Mittwoch 23. August 2023 von Pastor Dr. Joachim Cochlovius und Pastor Dr. Stefan Felber


Pastor Dr. Joachim Cochlovius und Pastor Dr. Stefan Felber

Müssen Frauen in der kirchlichen Öffentlichkeit schweigen? Mit dieser Aussage aus 1. Korinther 14,33 b–35 hatte sich der Professor für Neues Testament an der Freien Theologischen Hochschule Gießen, Armin Baum, in einem Beitrag unter dem Titel „Andere Zeiten, andere Sitten“ für IDEA (idea 30-31/2023) befasst. Er kam zu dem Schluss, dass diese Frage schon der Reformator Johannes Calvin (1509–1564) beantwortet hat: „In dieser ganzen Erörterung handelt es sich um Dinge, die nur, sofern sie Andacht und Anstand stören, verboten sind; im Ãœbrigen kann jeder für sich entscheiden.“ Pastor Dr. Joachim Cochlovius und Pastor Dr. Stefan Felber widersprachen dieser Ansicht mit der nachfolgenden Stellungnahme, die in der IDEA-Ausgabe 32-33/2023 veröffentlicht wurde.

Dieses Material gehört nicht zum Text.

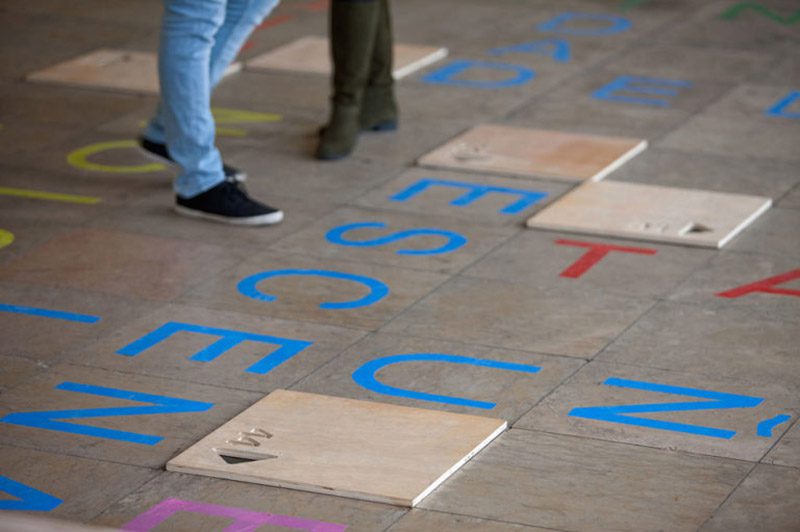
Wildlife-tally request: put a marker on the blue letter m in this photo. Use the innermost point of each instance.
(621, 413)
(49, 420)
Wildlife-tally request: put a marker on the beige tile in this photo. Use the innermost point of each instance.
(309, 345)
(178, 430)
(373, 451)
(434, 243)
(787, 451)
(573, 322)
(65, 477)
(534, 153)
(116, 263)
(356, 515)
(421, 191)
(512, 391)
(428, 521)
(580, 484)
(731, 433)
(548, 260)
(766, 500)
(299, 297)
(741, 345)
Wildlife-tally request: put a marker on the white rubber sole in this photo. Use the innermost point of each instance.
(264, 219)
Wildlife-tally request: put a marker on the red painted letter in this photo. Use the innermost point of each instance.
(767, 286)
(595, 254)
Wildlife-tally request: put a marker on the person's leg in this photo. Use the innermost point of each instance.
(379, 106)
(187, 36)
(241, 17)
(353, 25)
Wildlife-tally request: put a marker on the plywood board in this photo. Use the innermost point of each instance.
(653, 213)
(534, 153)
(120, 70)
(358, 449)
(310, 54)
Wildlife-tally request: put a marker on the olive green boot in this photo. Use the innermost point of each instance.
(353, 25)
(379, 106)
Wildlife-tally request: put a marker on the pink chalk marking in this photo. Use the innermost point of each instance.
(596, 253)
(243, 520)
(767, 286)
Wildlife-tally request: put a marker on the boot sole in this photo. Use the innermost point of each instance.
(264, 219)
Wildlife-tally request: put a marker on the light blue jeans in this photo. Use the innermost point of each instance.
(199, 40)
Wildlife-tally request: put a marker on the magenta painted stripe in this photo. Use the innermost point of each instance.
(243, 520)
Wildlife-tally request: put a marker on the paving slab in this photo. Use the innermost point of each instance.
(766, 500)
(549, 260)
(738, 126)
(427, 373)
(209, 494)
(593, 404)
(424, 242)
(64, 477)
(428, 521)
(742, 345)
(574, 322)
(141, 440)
(304, 295)
(522, 477)
(116, 263)
(49, 322)
(254, 364)
(729, 271)
(575, 108)
(503, 201)
(787, 451)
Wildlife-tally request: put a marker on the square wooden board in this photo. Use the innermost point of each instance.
(534, 153)
(310, 54)
(653, 213)
(359, 449)
(119, 70)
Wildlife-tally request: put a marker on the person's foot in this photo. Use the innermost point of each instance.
(228, 203)
(158, 151)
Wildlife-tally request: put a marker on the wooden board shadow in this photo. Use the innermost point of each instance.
(653, 213)
(118, 70)
(310, 54)
(358, 449)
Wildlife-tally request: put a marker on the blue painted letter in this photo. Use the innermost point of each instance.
(447, 75)
(780, 108)
(48, 420)
(558, 49)
(365, 376)
(29, 499)
(620, 413)
(640, 85)
(454, 240)
(559, 23)
(377, 290)
(474, 193)
(229, 339)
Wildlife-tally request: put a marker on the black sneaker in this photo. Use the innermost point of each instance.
(228, 203)
(158, 151)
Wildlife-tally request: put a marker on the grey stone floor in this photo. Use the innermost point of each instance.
(634, 329)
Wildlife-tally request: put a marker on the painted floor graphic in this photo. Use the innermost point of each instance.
(629, 373)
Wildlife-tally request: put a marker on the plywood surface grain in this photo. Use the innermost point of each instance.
(534, 153)
(359, 449)
(310, 54)
(654, 213)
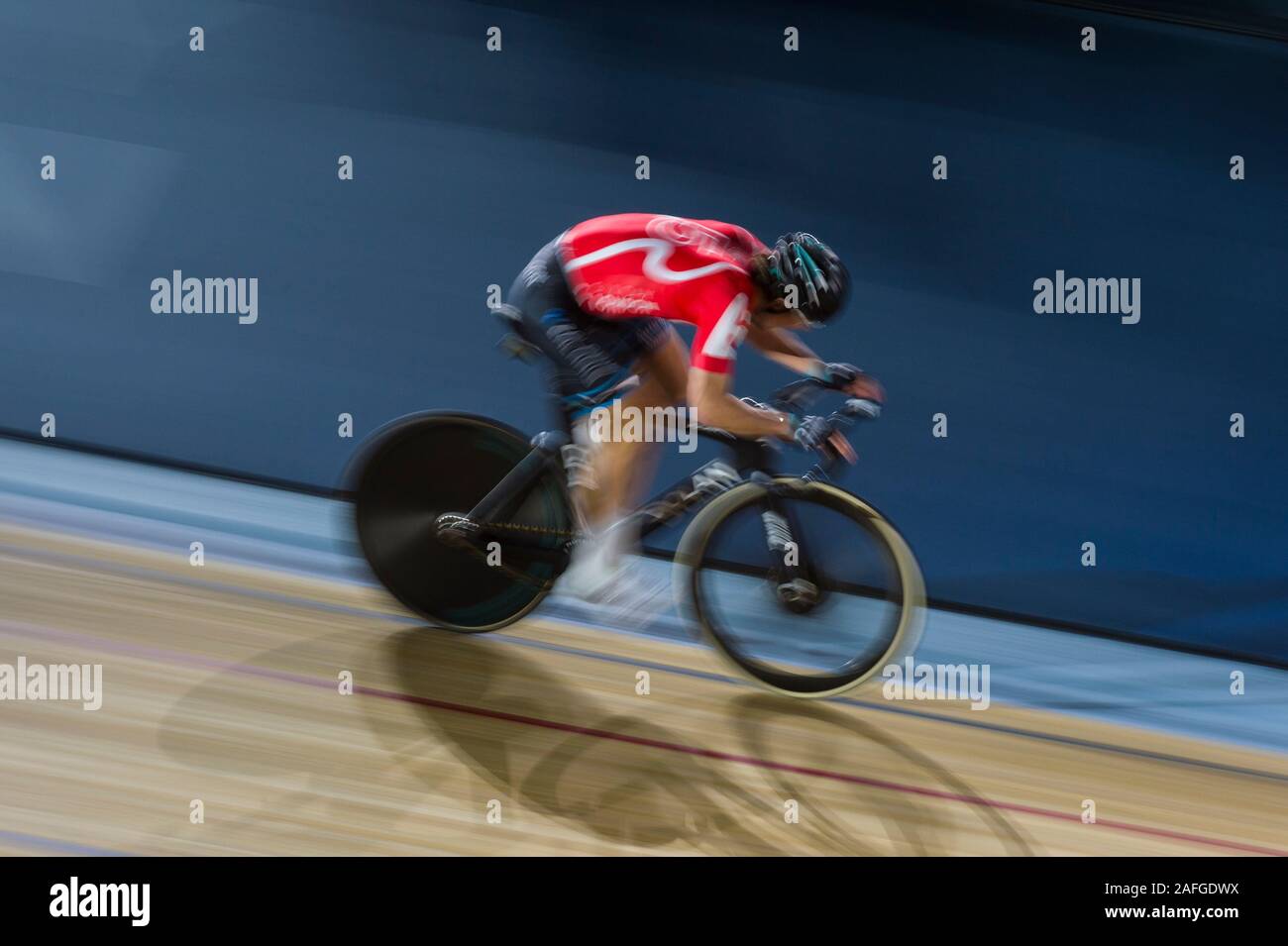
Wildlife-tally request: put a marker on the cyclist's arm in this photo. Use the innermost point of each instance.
(715, 407)
(786, 349)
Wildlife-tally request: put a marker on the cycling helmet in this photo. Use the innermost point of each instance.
(805, 262)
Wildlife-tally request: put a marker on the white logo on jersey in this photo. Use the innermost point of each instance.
(657, 253)
(729, 330)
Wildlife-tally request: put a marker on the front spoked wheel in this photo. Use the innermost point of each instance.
(802, 585)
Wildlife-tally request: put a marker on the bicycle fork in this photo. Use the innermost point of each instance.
(793, 573)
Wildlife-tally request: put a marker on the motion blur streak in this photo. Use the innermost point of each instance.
(222, 684)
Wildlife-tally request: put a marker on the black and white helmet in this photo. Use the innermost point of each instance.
(805, 262)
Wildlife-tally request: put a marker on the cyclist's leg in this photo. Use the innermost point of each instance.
(627, 469)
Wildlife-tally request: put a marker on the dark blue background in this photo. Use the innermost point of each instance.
(1063, 429)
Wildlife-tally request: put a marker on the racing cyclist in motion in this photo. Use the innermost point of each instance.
(597, 300)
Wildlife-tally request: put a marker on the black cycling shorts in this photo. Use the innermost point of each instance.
(589, 356)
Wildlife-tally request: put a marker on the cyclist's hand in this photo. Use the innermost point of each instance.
(812, 433)
(850, 379)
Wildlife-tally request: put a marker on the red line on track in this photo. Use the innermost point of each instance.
(284, 676)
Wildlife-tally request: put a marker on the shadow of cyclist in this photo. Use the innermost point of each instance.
(913, 825)
(501, 714)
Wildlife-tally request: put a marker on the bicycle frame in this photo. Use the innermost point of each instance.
(750, 460)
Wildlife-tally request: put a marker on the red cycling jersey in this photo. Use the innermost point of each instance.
(632, 265)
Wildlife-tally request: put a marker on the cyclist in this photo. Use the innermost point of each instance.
(597, 300)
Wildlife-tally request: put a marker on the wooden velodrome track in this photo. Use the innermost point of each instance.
(222, 684)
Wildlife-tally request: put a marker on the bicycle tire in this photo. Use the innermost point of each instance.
(690, 566)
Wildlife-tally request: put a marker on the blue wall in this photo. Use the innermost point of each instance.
(1063, 429)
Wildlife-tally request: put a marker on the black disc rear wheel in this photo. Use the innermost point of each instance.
(425, 465)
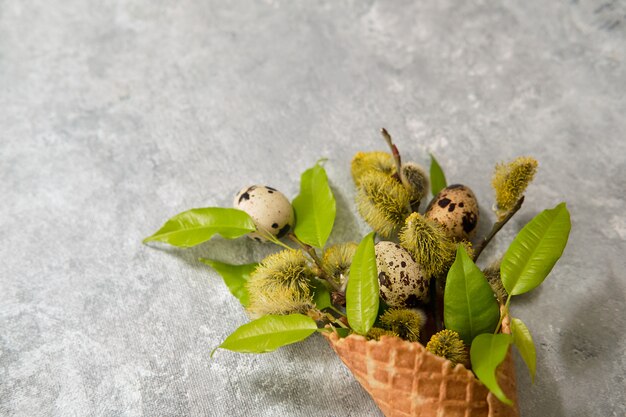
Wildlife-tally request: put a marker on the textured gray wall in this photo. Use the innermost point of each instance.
(116, 115)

Das Reden von Frauen im Gottesdienst wird in diesem Artikel als Frage von Sitte und Anstand behandelt. Es wird gesagt, (auch) Paulus und Calvin hätten sich zur Begründung an gängige Konventionen angeschlossen. Mit diesen Konventionen sei auch die Stellung der Frau in der Kirche veränderbar.

Diese Auffassung wird u.E. der Argumentation in 1. Kor 14,33b–35 und den Reformatoren nicht gerecht.

1. Paulus verweist zur Begründung seiner restriktiven Haltung in erster Linie auf die Schöpfung und das alttestamentliche Gesetz. Die Korintherinnen sollen sich nicht gemäß ihren eigenen Sittenvorstellungen verhalten (1. Kor 14,36), sondern dem Wort Gottes gemäß.

Baum läßt links liegen, a) daß alle christlichen Gemeinden die öffentliche Rede dem Mann vorbehalten (V. 33); b) daß die Frau nicht (über) den Mann dominieren soll, so wie es im Sündenfallbericht 1. Mose 3,16 von Gott bestimmt worden ist (V. 34); c) daß sich Paulus bei dieser Anweisung bewußt ist, Gottes Wort zu sprechen (V. 37), und d) daß Paulus diejenigen, die das nicht anerkennen, von Anerkennung ausschließt (V. 38).

2. Weibliche Priester konnten im alten Ägypten die gleichen Positionen bekleiden und erhielten den gleichen Lohn wie männliche. Israel hatte in Ägypten 400 Jahre Zeit, sich an ein weibliches Priestertum zu gewöhnen, mußte dann aber am Sinai lernen, daß nur Männer Priester sein sollten. Nicht die Kultur sollte leiten, sondern Gottes Wort.

3. Das Calvin-Zitat am Ende von Baums Artikel ist irreführend. Selbst wenn Calvin auf die Sitte Bezug nimmt, bedeutet das nicht, daß er in ihr die höchste Autorität sieht, die Sache zu entscheiden. Entspricht die Sitte der Schrift, kann Calvin (gefahrlos) so sprechen, wie Baum zitiert. Aber für Calvin bleibt klar, daß man Gott mehr gehorchen muß als den Menschen. Von der Sitte abgesehen: In seinem Kommentar zu 1. Kor 14,34 argumentiert Calvin wie Paulus von der Unterordnung der Frau her, die bei ihrem Lehren im Gottesdienst aufgehoben wäre. Die Sitte kommt beiläufig als Bestätigung zur Sprache: So, sagt Calvin, war es immer.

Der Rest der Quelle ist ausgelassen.